Por outro lado, conduz a autora, alguns artistas veem na capacidade de criar
arte que agrade ao público e ao mercado uma forma de alcançar uma maior liberdade,
permitindo-lhes continuar produzindo e vivendo da arte que amam.
Em resumo, a liberdade artística no processo criativo é uma questão complexa,
com uma interação entre o desejo de expressão individual, o reconhecimento social e
as demandas do mercado econômico. A compreensão dessa dinâmica é crucial para
uma apreciação mais profunda do impacto que as condições sociais e econômicas
têm sobre a produção artística.
Outro ponto importante do viés do processo criativo artístico, considerado na
opinião de Santos (2018) como parte integrante dele e decisivo na definição de estilo
81
atribuída ao artista, é a escolha das ferramentas de trabalho e dos materiais a utilizar,
bem como do propósito na mensagem a transmitir e a executar na obra.
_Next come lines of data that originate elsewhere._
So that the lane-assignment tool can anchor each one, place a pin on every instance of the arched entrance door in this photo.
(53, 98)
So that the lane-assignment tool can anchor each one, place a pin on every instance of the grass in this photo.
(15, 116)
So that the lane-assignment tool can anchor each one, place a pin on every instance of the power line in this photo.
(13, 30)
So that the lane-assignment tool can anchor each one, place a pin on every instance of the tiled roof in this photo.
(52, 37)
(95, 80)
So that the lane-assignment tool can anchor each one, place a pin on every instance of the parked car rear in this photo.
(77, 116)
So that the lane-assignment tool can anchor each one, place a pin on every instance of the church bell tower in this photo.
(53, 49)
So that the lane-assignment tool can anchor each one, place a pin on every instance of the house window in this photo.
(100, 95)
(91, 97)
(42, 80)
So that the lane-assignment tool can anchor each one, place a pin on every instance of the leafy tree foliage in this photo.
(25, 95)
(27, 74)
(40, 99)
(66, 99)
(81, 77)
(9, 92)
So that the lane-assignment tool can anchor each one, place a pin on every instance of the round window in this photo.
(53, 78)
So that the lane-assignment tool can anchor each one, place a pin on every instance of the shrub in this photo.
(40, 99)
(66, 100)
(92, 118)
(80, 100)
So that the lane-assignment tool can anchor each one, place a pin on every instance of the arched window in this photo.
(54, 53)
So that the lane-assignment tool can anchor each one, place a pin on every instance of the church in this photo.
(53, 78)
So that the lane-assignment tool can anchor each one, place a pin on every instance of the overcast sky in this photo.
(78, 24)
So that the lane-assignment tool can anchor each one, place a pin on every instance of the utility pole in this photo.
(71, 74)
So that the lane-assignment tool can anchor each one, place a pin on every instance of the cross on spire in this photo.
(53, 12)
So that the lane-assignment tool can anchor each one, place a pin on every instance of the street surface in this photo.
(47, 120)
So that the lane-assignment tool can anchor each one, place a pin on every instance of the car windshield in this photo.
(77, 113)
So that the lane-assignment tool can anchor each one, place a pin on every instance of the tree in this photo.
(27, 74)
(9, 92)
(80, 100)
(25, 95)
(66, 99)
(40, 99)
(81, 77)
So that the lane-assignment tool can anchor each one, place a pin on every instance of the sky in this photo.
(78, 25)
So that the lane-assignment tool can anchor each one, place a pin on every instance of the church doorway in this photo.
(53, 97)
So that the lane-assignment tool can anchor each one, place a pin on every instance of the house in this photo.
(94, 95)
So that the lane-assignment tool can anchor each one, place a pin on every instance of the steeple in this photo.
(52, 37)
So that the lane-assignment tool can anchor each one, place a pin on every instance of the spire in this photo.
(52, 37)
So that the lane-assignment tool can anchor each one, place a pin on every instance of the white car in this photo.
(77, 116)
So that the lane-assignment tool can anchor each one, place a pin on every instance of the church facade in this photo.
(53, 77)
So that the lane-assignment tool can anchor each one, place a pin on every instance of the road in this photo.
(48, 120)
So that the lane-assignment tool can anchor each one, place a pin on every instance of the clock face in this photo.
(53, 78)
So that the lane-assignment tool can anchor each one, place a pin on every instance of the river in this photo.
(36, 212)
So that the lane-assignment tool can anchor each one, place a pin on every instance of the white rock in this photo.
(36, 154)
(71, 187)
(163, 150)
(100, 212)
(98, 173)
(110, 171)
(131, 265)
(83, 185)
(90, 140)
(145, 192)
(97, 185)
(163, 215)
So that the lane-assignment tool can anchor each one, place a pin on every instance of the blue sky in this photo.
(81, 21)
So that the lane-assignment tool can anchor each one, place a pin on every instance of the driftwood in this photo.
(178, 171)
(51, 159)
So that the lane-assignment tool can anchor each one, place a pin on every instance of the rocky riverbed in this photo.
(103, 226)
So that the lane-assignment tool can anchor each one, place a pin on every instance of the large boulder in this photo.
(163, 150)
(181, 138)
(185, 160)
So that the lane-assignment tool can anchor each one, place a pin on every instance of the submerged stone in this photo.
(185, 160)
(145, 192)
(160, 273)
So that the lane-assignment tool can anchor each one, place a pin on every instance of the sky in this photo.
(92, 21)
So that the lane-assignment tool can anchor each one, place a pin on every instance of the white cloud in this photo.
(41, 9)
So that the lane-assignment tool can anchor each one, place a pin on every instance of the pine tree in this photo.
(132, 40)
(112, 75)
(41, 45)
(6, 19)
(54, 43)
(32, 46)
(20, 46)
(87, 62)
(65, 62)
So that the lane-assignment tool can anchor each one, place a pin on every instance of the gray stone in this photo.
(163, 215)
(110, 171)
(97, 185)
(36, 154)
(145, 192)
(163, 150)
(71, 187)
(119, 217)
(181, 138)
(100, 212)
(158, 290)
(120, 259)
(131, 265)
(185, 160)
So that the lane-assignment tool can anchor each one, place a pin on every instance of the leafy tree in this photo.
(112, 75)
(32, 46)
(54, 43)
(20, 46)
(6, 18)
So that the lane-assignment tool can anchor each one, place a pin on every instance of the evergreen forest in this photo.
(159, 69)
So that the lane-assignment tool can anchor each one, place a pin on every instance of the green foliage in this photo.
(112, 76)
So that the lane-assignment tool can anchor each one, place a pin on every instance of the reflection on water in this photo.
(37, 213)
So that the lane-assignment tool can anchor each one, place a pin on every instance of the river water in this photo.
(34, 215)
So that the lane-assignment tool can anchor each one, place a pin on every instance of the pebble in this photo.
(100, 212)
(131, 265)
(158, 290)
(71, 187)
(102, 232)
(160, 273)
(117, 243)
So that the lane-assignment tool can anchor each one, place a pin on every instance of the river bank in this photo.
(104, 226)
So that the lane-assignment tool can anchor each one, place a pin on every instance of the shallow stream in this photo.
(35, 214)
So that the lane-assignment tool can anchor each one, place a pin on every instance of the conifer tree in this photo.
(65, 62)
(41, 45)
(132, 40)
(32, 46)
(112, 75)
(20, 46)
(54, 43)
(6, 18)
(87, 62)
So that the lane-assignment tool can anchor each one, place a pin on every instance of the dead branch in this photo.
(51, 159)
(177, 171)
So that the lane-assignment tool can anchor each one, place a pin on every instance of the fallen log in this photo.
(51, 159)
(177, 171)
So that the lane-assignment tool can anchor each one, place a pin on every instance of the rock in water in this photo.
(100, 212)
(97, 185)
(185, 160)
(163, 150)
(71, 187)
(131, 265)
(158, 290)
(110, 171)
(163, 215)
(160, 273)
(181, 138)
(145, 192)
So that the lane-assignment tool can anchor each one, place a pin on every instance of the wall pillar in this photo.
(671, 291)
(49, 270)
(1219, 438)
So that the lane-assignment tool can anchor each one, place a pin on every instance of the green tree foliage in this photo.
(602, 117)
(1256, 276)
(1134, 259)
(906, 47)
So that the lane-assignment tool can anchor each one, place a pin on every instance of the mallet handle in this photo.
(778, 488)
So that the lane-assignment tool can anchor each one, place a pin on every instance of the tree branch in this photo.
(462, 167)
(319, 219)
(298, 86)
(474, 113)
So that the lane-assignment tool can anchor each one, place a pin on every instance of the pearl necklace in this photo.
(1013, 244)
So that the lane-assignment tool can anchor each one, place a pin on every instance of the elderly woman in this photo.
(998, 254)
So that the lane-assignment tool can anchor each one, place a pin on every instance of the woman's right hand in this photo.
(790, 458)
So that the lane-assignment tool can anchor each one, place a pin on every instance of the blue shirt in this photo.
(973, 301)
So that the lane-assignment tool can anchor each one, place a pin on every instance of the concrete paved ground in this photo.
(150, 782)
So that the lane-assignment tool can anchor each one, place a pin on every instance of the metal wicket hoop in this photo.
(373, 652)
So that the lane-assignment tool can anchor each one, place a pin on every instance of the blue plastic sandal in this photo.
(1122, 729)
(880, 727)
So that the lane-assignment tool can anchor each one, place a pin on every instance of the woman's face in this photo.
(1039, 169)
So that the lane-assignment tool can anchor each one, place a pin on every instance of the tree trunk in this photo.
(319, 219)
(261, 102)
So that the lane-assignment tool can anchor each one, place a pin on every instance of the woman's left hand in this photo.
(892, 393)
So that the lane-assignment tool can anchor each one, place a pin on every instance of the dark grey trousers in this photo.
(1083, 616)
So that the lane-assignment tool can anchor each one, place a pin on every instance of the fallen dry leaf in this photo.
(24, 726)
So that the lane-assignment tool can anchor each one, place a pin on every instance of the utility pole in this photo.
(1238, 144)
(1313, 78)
Nesse sentido, Santos (2018) traz à baila o impulso criativo do artista no
processo, frequentemente chamado de "inspiração", "imaginação", "talento",
"originalidade" ou "novidade". Para a autora, o impulso criativo pode ser compreendido
como o conjunto de experiências relevantes e recorrentes decorrentes da prática
artística, experiência estas que ela entende estarem fundamentalmente ligadas aos
procedimentos técnicos ou situações sociais que despertam no artista a habilidade e
o desejo de expressar sua visão e posição analítica, social e artística.
Vale registrar que a "inspiração" ou "criatividade" não deve ser entendida como
uma mera revelação divina ou um dom sobrenatural. Em vez disso, ela é resultado do
acúmulo de experiências, vivências e práticas desenvolvidas pelo artista ao longo do
tempo. Essas experiências podem ser influenciadas por questões técnicas,
conhecimento de materiais, interações sociais, bem como o contexto histórico e
cultural em que o artista está inserido (SANTOS, 2018).
A habilidade de expressar uma visão única e uma consciência crítica é
construída pela própria experiência do artista e sua imersão no mundo das artes. De
acordo com Santos (2018), cada artista desenvolve um estilo próprio, que reflete suas
escolhas estéticas e suas interpretações pessoais do mundo ao seu redor.
Essa perspectiva desmistifica a ideia romântica do "gênio artístico" e enfatiza a
importância da prática, do estudo e da interação com o meio social para o
desenvolvimento do impulso criativo. A criatividade do artista é, portanto, uma
construção contínua, que evolui a partir de suas experiências e da reflexão crítica
sobre sua prática artística (SANTOS, 2018).